5. 社会保険料は重い…どう付き合う?FPの提案

ここまで、国民健康保険のしくみと参考保険料について確認してきました。大事なのは公的な「保障」の内容を知っておくことです。

病気やケガなどで病院を受診したことがある方は、実際に窓口に支払う金額が3割負担になっていることに気付かれると思います。

実は、負担割合の軽減だけではなく、万一、月の負担額が多くなった場合に備えて「高額療養費制度」があることも押さえておきましょう。

「高額療養費制度」は所得により医療費の上限額を定めるものです。これにより、医療機関や薬局の窓口で支払った額が上限額を超えた場合、超えた金額が支給されます。

たとえば、70歳未満で年収370万円~770万円の人が入院したとしましょう。治療費が100万円かかったとすると、本来は3割負担で30万円の負担になります。

しかし、自己負担額はひと月あたり8万7430円となるので、差額の21万2570円があとから支給されるということです。さらに、1年以内のうちに3回以上の上限額に達した場合は、4回目から「多数回」該当となり、月の上限額がもっと下がります。

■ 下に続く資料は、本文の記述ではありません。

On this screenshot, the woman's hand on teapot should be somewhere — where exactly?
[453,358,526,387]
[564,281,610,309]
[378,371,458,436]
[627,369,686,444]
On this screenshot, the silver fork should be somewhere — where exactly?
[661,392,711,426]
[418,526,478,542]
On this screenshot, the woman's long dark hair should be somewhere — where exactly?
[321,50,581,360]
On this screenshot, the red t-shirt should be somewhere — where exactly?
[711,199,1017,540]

先程の年収例に該当する方は、ひと月あたり、4万4400円となります。保険料の納付額は負担に思われる方が多いかと思いますが、制度としては諸外国と比較しても充実した制度といえるでしょう。

ただし、日本の保険制度では一定の負担額は軽減できますが、入院時の食費や個室に入られたときの差額ベット代は自己負担となります。

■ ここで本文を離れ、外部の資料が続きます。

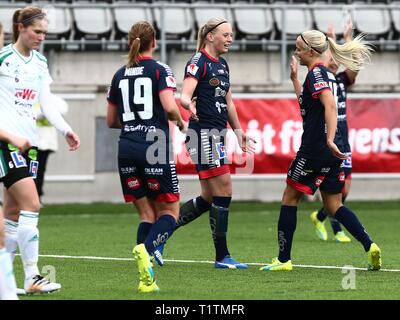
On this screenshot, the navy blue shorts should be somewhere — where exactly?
[286,156,345,195]
[185,129,230,180]
[118,158,179,202]
[0,141,39,189]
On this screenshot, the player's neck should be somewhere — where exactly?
[203,46,220,60]
[14,41,31,57]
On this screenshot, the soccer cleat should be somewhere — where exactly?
[24,274,61,294]
[132,243,155,286]
[335,231,351,243]
[151,243,164,267]
[260,258,293,271]
[214,255,248,269]
[138,281,160,293]
[310,211,328,241]
[367,243,382,271]
[16,288,26,296]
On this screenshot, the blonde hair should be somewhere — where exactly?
[197,18,228,51]
[127,21,156,68]
[12,6,46,43]
[300,30,374,72]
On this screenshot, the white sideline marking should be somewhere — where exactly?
[28,254,400,272]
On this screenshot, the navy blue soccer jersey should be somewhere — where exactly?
[298,64,343,162]
[107,57,176,157]
[334,72,353,152]
[185,49,230,130]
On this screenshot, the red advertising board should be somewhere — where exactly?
[174,98,400,174]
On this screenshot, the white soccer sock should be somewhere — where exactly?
[17,210,39,279]
[0,248,18,300]
[4,219,18,262]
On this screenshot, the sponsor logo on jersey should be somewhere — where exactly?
[147,179,161,191]
[126,177,140,190]
[165,76,176,88]
[214,87,226,97]
[186,63,199,76]
[15,89,37,101]
[208,78,219,87]
[144,168,164,176]
[215,142,226,159]
[215,101,228,113]
[120,167,136,174]
[315,177,325,187]
[314,81,329,90]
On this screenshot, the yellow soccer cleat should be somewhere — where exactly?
[132,243,155,286]
[310,211,328,241]
[335,231,351,243]
[138,281,160,293]
[367,243,382,271]
[260,258,293,271]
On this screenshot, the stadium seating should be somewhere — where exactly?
[0,0,400,49]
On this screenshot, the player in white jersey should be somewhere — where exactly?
[0,129,31,300]
[0,6,80,293]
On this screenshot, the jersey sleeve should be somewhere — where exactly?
[157,62,176,92]
[107,75,118,105]
[307,66,331,98]
[184,52,206,80]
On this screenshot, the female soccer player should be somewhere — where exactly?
[260,30,381,271]
[107,21,187,292]
[0,129,31,300]
[173,18,254,269]
[0,6,80,293]
[310,20,358,243]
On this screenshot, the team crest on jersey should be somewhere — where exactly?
[208,78,219,87]
[186,63,199,76]
[165,76,176,88]
[29,160,39,179]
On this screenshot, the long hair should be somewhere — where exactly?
[127,21,156,68]
[12,6,46,43]
[197,18,228,51]
[301,30,374,72]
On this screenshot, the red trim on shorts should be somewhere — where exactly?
[198,164,231,180]
[286,178,314,196]
[124,194,137,203]
[158,87,176,93]
[156,193,179,202]
[311,88,332,100]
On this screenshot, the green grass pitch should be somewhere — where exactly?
[14,201,400,300]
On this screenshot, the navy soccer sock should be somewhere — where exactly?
[210,197,232,261]
[144,214,176,255]
[278,205,297,262]
[136,222,153,244]
[335,206,373,251]
[176,196,211,229]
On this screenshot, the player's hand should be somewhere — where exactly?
[65,131,81,151]
[343,19,353,42]
[239,133,257,154]
[188,97,199,121]
[9,135,32,152]
[290,56,299,80]
[177,120,188,133]
[327,141,348,160]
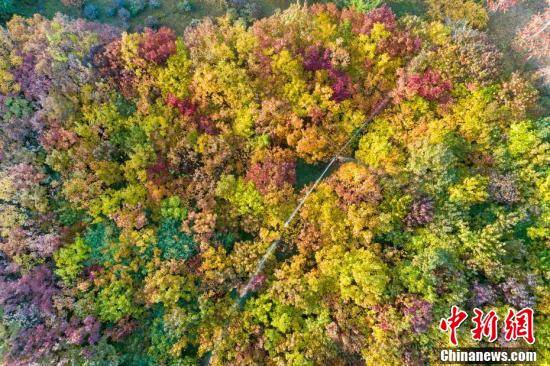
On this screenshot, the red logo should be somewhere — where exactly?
[472,308,498,342]
[504,308,535,344]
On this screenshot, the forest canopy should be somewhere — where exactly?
[0,4,550,366]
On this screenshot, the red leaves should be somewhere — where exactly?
[398,69,453,103]
[246,150,296,194]
[166,94,197,117]
[139,27,176,64]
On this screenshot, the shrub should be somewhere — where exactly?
[82,4,99,20]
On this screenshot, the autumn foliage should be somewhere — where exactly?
[0,5,550,366]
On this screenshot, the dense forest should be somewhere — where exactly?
[0,0,550,366]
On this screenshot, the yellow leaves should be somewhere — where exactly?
[427,0,489,29]
[314,12,338,42]
[449,175,489,204]
[200,246,230,286]
[426,22,451,46]
[296,126,333,163]
[90,161,123,186]
[122,144,156,183]
[355,120,405,174]
[143,263,193,306]
[315,245,389,307]
[233,103,258,137]
[300,183,349,243]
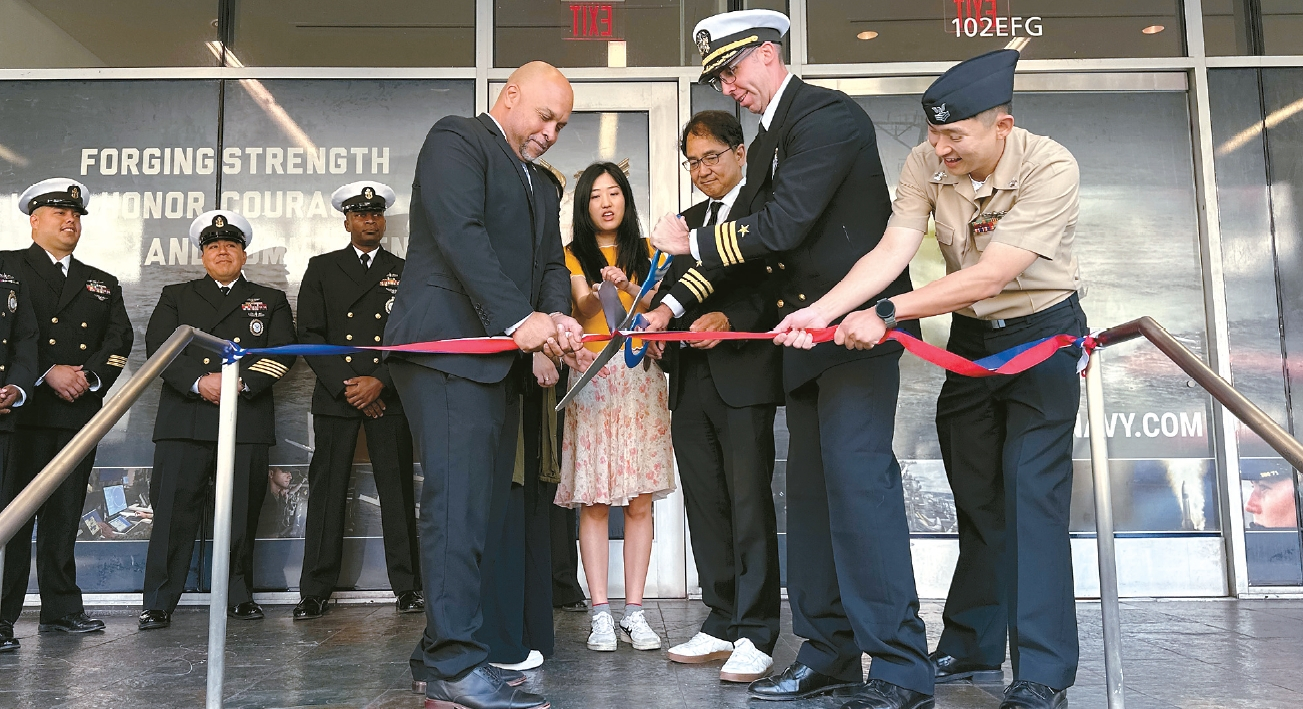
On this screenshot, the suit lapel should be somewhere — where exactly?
[205,274,251,334]
[56,257,86,313]
[339,246,388,305]
[728,76,805,211]
[22,244,65,296]
[477,113,537,224]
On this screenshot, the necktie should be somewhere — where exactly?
[705,199,724,227]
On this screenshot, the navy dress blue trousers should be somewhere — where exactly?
[787,345,933,695]
[937,297,1087,689]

不足する分は民間の医療保険やがん保険で、万一があった時の大きな出費の備えをしておくとよいでしょう。

6. まとめにかえて

6月や7月から2024年度の国民健康保険料の支払いが始まりました。国民健康保険の加入者は国民年金にも加入しているため、そちらの負担も大きいでしょう。

さらに、保険料は年々増加傾向にあります。

払う保険料だけでなく、使える給付面にも目を向けて、利用できる制度がないか注視しておくことが大切です。